2. Description of the Prior Art
With many containers, especially corrugated or solid fiber boxes, the sidewalls often require reinforcement so that the container can withstand certain stresses and strains. For example, when containers are stacked one upon another and the containers rather than the contents must provide the support, the walls of the lowermost containers in a stack must bear substantial forces which tend to deform the sidewalls. If the walls are permitted to significantly deform, any fragile contents may suffer damage.
To increase cubical rigidity, wooden corner posts, corrugated or fiber posts or cylindrical tubes have been inserted in containers to provide reinforcement along particular coordinates. Wooden posts are becoming more costly and interfere in conventional scrap carton recycling, wherein containers are shredded for return to paper makers. Corrugated and fiber posts are often inadequate in strength, when large stresses are to be placed upon containers in which they are the primary reinforcement. This is because the typical shaping cuts reduce their load-bearing capacity. Cylindrical tubes, besides occupying peripheral storage space, contact containers only tangentially along the tube length and this minimal surface-to-surface contact provides little abutment strength even when adhered to the container walls for reinforcing a container in the coordinates transverse to such tubes.
SUMMARY OF THE INVENTION
The present invention embodies tubular construction of triangular cross section fabricated to gain improved strength and other desirable characteristics. Such construction are especially useful as reinforcing supports or columns for corrugated or other containers and, when adhered into the corners of cubical containers, integrate with the container walls to provide both axial and transverse strength against carton deformation. Advantageously, fiber laminae are bound into an integral wall, and the construction is essentially seamless, strong and light weight, and has sides more or less planar with a cross section approximately triangular-- i.e., planar or psuedo planar sides forming a triangular or psuedo-triangular shape, so that the sides provide a large contact area for bearing against or adherance to a container wall. Such tubular constructions may be inserted singly at corners or applied along a wall, used intermediately between corners, or can be used singly or in multiples for central or other vertical reinforcement as well as transverse resistance to carton deformation. For most universal use, the tubular member is provided with a cross section in the shape of a right isosceles triangle so that it not only fits within corners of rectangular boxes, but also provides a surface of relatively large area forming the hypotenuse for use against a flat surface to be reinforced, as between the corners of a container.
Two factors that affect the cubical rigidity, both axial and transverse, provided by reinforcement columns in a container are the surface area contact between the reinforcing members and the walls of the container, and the distance that such contact extends from the corners.
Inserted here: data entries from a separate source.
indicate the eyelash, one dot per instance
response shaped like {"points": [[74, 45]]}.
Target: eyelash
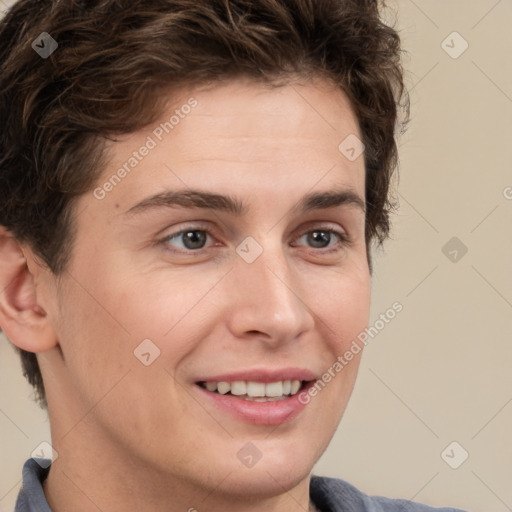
{"points": [[343, 240]]}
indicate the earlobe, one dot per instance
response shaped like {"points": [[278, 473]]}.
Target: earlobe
{"points": [[22, 318]]}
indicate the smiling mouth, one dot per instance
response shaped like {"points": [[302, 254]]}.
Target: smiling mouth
{"points": [[256, 391]]}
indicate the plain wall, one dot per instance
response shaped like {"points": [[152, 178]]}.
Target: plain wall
{"points": [[440, 370]]}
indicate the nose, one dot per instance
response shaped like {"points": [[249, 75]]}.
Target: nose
{"points": [[268, 301]]}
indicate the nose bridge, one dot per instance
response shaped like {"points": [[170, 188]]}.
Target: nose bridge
{"points": [[268, 300]]}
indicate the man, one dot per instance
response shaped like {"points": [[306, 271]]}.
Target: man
{"points": [[189, 196]]}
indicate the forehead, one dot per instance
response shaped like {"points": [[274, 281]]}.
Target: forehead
{"points": [[240, 132]]}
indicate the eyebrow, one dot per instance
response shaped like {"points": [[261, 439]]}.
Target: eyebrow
{"points": [[230, 204]]}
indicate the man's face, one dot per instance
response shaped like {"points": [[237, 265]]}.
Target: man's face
{"points": [[260, 275]]}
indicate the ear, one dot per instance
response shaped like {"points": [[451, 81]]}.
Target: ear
{"points": [[23, 320]]}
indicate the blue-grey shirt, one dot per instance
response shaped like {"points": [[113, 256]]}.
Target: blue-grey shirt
{"points": [[328, 494]]}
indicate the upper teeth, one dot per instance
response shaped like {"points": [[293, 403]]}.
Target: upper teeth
{"points": [[256, 389]]}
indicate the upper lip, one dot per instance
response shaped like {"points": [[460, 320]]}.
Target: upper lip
{"points": [[262, 375]]}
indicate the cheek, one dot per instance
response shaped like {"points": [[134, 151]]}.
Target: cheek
{"points": [[345, 309]]}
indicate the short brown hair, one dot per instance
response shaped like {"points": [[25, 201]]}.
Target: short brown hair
{"points": [[115, 56]]}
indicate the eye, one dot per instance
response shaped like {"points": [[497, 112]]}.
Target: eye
{"points": [[322, 239], [189, 239]]}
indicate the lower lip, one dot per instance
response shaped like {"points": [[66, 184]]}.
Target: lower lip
{"points": [[259, 413]]}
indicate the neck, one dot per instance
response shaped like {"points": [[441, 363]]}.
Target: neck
{"points": [[90, 482]]}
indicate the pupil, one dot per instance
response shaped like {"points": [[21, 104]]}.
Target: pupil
{"points": [[194, 239], [320, 238]]}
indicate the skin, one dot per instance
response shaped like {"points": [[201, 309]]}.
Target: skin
{"points": [[132, 437]]}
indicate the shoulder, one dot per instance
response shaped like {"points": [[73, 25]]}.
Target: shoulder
{"points": [[336, 495], [31, 496]]}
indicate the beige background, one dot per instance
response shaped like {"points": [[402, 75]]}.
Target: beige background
{"points": [[440, 371]]}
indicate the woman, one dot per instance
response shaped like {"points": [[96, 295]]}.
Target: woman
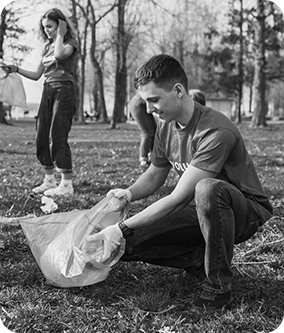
{"points": [[58, 102]]}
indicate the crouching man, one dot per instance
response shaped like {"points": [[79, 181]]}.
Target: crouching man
{"points": [[217, 202]]}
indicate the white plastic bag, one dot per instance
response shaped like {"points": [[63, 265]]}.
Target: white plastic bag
{"points": [[12, 90], [56, 242]]}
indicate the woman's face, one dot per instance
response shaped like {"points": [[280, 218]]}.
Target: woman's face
{"points": [[50, 28]]}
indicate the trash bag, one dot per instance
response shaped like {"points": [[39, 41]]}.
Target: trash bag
{"points": [[57, 243], [12, 90]]}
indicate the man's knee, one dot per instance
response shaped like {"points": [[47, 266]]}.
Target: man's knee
{"points": [[205, 188]]}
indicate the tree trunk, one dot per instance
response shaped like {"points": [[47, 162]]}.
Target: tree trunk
{"points": [[260, 107], [98, 71], [241, 75], [121, 69], [3, 27]]}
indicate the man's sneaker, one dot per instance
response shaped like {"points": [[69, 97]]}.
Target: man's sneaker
{"points": [[210, 302], [46, 185], [61, 190]]}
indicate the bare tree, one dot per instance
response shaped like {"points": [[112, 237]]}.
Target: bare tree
{"points": [[260, 108], [94, 60], [122, 43], [82, 33]]}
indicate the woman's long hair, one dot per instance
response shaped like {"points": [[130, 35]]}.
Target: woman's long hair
{"points": [[55, 14]]}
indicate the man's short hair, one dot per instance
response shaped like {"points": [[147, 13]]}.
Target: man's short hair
{"points": [[165, 71]]}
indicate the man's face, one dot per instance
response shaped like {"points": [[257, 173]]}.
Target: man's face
{"points": [[163, 102]]}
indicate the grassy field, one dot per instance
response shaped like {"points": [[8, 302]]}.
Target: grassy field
{"points": [[135, 297]]}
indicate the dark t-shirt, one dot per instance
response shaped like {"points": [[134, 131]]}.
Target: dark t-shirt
{"points": [[211, 142], [59, 70]]}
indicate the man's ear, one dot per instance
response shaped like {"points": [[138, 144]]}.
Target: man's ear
{"points": [[179, 89]]}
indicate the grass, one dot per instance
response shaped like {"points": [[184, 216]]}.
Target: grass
{"points": [[135, 297]]}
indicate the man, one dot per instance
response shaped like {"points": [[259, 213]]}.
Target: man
{"points": [[217, 202]]}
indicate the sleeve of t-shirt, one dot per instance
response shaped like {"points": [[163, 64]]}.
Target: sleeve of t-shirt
{"points": [[158, 158], [214, 149]]}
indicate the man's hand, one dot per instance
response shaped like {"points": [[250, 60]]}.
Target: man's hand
{"points": [[62, 28], [121, 194], [111, 237]]}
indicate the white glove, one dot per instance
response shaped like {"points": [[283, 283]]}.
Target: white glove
{"points": [[120, 193], [111, 237]]}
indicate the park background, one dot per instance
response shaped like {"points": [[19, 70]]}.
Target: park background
{"points": [[232, 50]]}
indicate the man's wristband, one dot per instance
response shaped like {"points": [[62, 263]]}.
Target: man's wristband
{"points": [[126, 231]]}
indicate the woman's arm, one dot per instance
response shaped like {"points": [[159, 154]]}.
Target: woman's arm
{"points": [[33, 75], [62, 51]]}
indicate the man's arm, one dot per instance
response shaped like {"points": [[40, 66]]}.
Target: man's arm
{"points": [[177, 200]]}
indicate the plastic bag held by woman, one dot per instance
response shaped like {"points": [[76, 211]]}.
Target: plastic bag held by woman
{"points": [[58, 244]]}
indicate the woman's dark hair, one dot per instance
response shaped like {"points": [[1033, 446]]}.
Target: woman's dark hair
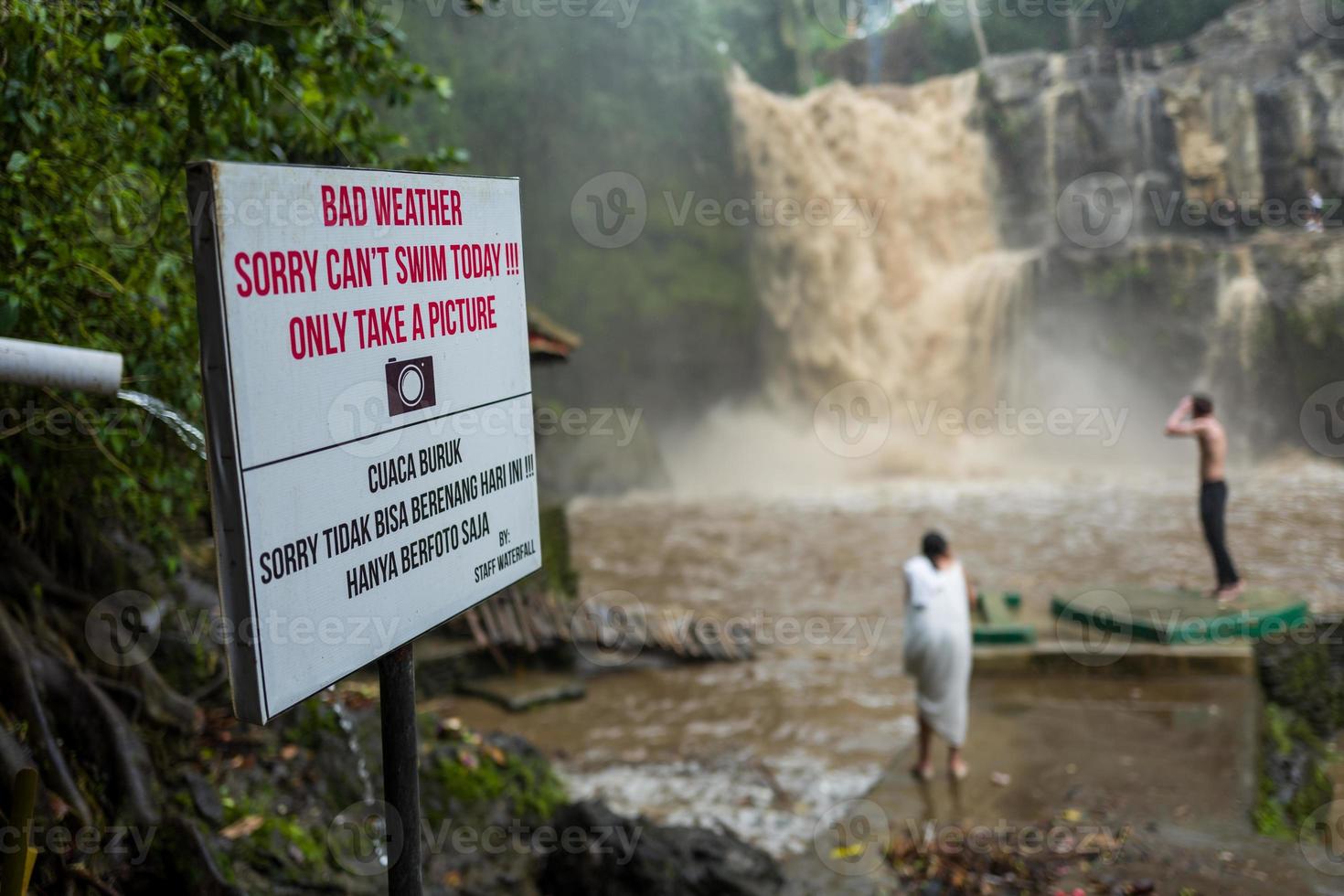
{"points": [[934, 546]]}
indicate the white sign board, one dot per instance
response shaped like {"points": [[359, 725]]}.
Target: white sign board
{"points": [[365, 355]]}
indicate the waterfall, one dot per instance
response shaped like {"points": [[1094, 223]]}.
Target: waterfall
{"points": [[920, 301]]}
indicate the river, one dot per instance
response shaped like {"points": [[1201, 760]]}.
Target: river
{"points": [[763, 746]]}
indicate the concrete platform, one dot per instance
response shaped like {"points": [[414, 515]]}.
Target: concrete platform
{"points": [[1181, 617]]}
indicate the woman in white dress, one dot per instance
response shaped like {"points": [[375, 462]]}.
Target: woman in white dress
{"points": [[937, 649]]}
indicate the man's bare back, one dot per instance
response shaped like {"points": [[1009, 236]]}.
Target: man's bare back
{"points": [[1209, 432], [1195, 417]]}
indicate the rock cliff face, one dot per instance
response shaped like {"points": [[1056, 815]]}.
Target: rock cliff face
{"points": [[1167, 189], [1249, 111], [1136, 225]]}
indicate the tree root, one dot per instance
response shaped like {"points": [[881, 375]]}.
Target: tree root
{"points": [[30, 706], [99, 730]]}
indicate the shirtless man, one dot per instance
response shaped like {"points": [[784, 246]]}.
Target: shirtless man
{"points": [[1195, 417]]}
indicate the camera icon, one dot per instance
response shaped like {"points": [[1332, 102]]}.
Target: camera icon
{"points": [[411, 384]]}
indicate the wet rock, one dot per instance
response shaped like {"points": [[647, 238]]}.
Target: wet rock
{"points": [[661, 861], [203, 795]]}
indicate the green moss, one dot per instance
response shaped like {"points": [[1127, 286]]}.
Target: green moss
{"points": [[1287, 739], [474, 778], [557, 567]]}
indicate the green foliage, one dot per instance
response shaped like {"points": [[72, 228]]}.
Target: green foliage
{"points": [[105, 101], [1281, 807], [466, 779]]}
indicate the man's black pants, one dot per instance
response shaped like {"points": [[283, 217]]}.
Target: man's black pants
{"points": [[1212, 508]]}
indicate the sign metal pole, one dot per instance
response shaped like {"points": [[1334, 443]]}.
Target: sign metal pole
{"points": [[400, 769]]}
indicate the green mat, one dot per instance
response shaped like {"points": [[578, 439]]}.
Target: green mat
{"points": [[1183, 617], [998, 620]]}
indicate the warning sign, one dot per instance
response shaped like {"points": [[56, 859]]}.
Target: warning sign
{"points": [[363, 338]]}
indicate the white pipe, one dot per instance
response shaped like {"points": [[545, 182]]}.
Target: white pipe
{"points": [[59, 366]]}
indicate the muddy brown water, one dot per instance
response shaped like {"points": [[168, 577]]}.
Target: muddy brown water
{"points": [[765, 746]]}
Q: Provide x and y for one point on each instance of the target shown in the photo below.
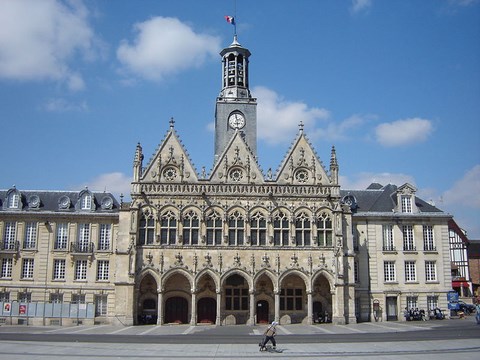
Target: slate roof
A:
(49, 200)
(377, 198)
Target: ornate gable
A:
(170, 163)
(301, 165)
(237, 165)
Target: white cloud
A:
(403, 132)
(278, 119)
(38, 39)
(159, 48)
(116, 183)
(466, 191)
(62, 105)
(360, 5)
(362, 180)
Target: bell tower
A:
(236, 109)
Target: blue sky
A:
(394, 85)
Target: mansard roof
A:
(59, 201)
(382, 199)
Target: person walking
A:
(269, 335)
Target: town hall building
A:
(240, 246)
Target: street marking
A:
(351, 329)
(190, 329)
(322, 329)
(148, 331)
(284, 330)
(120, 330)
(88, 328)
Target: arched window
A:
(280, 229)
(258, 229)
(214, 229)
(302, 230)
(191, 228)
(236, 229)
(146, 232)
(168, 228)
(324, 231)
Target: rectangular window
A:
(78, 298)
(388, 244)
(9, 236)
(412, 302)
(27, 268)
(30, 236)
(389, 271)
(410, 271)
(356, 273)
(102, 269)
(56, 298)
(59, 269)
(81, 269)
(83, 238)
(24, 297)
(100, 305)
(236, 299)
(430, 271)
(291, 299)
(4, 296)
(428, 242)
(105, 235)
(408, 240)
(7, 268)
(61, 242)
(406, 203)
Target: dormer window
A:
(406, 203)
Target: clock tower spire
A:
(236, 109)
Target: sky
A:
(393, 85)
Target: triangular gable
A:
(237, 164)
(170, 163)
(301, 165)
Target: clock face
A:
(236, 121)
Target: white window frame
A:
(428, 238)
(406, 203)
(408, 238)
(81, 270)
(103, 267)
(7, 265)
(30, 241)
(28, 265)
(61, 242)
(388, 239)
(430, 271)
(59, 269)
(389, 272)
(105, 237)
(410, 271)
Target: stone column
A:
(309, 308)
(277, 306)
(252, 307)
(193, 319)
(219, 307)
(159, 307)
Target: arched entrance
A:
(262, 312)
(176, 310)
(147, 301)
(206, 311)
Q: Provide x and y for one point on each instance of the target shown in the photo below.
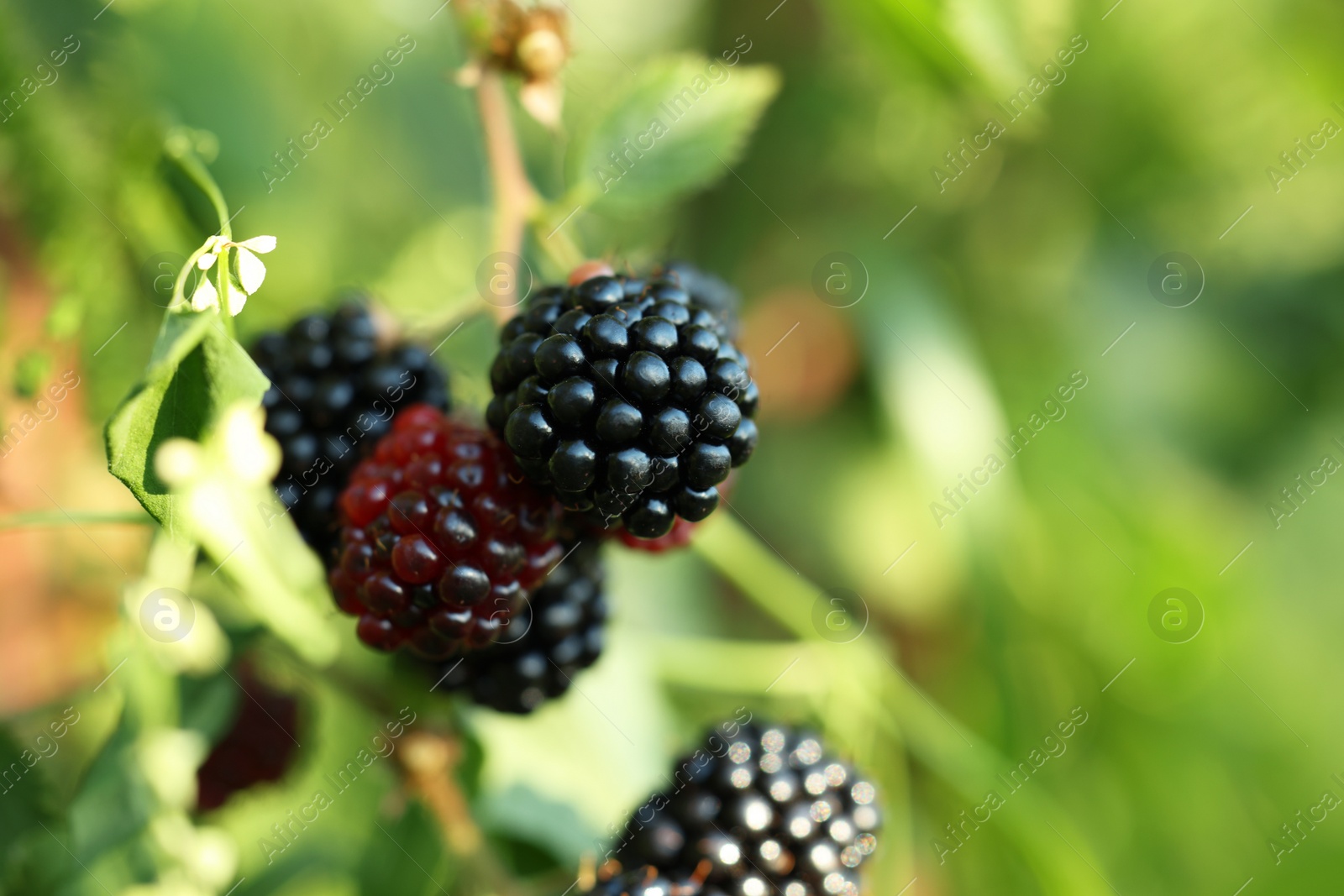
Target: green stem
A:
(60, 517)
(179, 149)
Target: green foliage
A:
(676, 127)
(31, 371)
(113, 804)
(194, 374)
(405, 855)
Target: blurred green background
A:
(987, 281)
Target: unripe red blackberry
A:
(554, 636)
(443, 537)
(257, 747)
(628, 399)
(333, 394)
(768, 809)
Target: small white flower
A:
(252, 271)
The greater the distance from the corner, the greater the moment of deformation resistance. In particular, a binding force is created by an adhesive or other bond established between the container and the amount of wall surface of the reinforcing member in frictional or adherent contact therewith that provides an integrated area factor affecting rigidity, and there is a moment arm factor due to the distance of the surface bonded from the corner as determined by the shape and dimensions of the reinforcing member. A tubular corner support of right triangular configuration has the advantage of occupying a minimum of usable central carton space in a container having planar sides in relation to the wall surface contact area and moment arm length established by mutual contact between the tubular member and the container walls. For example, a square cross section with comparable corner contact surface occupies twice the usable carton area as a triangular support, while cylindrical supports afford only line or tangential contact with sides of a container. For a given central space sacrifice, the distance of such a tangential contact of a cylindrical support from the apex of the container corner is shorter than that of a triangular member and its integrated frictional force opposing transverse carton deformation is much smaller.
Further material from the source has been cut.